A PIONEERING new experiment to stop Hampshire youngsters reoffending has had the nod of approval – from one of the Britain’s top politicians.

Moves are afoot to change the way the county’s young offenders are rehabilitated.

This includes a trial "Peer Court" in which a panel of young people are involved in suggesting alternatives to more traditional punishments.

Among them could be writing letters of apology to victims and setting up workshops outlining the consequences of their offences.

The £150,000 three-year pilot is being run alongside Victim Awareness Courses where people who commit seemingly petty offences learn more about the impact of their crimes.

Police bosses hope it will drive down repeat offending, easing the burden on busy court rooms and giving young offenders the chance to rebuild their lives.

Parts of the scheme will be included in a White Paper to be presented to the Justice Select Committee in April by Hampshire MP Steve Brine. Police bosses hope it could prove a hit nationwide.

Yesterday, Justice Secretary Chris Grayling was in Southampton to meet the team driving the scheme forward.

Meeting with Hampshire Police and Crime Commissioner Simon Hayes, Southampton City Council’s Conservative group leader Royston Smith and PC Mark Walsh, Mr Grayling said: “I think it is a very innovative approach and I am a great champion of doing new things – it will be fascinating to see how this turns out.
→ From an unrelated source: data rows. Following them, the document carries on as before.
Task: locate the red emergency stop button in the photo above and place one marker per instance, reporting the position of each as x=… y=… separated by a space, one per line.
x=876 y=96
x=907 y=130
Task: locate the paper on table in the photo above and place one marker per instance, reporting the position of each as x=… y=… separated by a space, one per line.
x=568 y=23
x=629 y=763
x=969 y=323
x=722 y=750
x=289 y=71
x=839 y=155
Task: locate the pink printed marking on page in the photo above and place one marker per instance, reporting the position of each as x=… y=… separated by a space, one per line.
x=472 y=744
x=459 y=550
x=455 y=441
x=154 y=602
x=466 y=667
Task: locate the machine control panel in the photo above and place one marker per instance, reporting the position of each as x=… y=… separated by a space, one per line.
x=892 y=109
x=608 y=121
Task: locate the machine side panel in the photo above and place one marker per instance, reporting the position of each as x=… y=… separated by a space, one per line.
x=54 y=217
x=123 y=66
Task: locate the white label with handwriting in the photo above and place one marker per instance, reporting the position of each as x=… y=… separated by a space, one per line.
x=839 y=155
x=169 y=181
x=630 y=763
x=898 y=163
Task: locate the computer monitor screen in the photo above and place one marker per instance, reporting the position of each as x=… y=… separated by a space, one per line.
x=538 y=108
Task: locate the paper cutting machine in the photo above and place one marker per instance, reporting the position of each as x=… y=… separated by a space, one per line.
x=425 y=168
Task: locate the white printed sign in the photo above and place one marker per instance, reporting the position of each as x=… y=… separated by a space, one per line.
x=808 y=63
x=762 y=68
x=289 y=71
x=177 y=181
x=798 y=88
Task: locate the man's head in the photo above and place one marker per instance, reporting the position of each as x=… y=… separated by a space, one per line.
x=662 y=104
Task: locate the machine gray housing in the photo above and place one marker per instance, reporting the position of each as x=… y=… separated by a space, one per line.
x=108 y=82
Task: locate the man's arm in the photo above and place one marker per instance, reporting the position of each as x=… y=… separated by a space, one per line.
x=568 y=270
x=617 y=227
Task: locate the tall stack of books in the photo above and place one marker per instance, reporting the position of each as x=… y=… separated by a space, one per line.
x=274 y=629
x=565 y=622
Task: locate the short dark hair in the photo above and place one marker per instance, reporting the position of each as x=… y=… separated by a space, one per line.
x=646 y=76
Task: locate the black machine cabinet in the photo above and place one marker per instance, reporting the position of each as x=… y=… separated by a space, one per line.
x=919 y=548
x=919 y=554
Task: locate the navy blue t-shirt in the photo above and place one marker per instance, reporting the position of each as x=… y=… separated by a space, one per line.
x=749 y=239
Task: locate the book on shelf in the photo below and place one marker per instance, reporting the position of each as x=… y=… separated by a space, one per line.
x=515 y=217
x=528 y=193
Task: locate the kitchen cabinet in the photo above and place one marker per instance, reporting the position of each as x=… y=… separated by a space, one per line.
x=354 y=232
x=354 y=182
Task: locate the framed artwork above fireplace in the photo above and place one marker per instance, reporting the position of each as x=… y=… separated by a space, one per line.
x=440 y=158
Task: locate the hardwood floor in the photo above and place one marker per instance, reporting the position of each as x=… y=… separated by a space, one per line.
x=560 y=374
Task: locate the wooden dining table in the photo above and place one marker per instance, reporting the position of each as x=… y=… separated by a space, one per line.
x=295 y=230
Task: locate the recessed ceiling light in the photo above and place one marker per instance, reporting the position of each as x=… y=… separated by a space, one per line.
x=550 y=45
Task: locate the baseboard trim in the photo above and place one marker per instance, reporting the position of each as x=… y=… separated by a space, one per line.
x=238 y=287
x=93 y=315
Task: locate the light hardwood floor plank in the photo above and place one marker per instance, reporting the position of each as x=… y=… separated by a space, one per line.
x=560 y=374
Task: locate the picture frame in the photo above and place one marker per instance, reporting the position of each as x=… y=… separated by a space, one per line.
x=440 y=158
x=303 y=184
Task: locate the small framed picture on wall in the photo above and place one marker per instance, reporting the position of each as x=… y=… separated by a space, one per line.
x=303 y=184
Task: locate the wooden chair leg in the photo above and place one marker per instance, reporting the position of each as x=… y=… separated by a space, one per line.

“If it works we would be supportive.”

Hampshire police officer PC Mark Walsh travelled to the US to see similar initiatives in action and has helped to assemble 16 young volunteers to take part in the trial court.

Mr Hayes said he was encouraged by the Minister’s visit – and hopes one day Hampshire’s system will be rolled out across the country.

“I believe that it can work,” he said.

“It is being enthusiastically embraced by the young people and it will prove to be a satisfactory outcome for the victims.”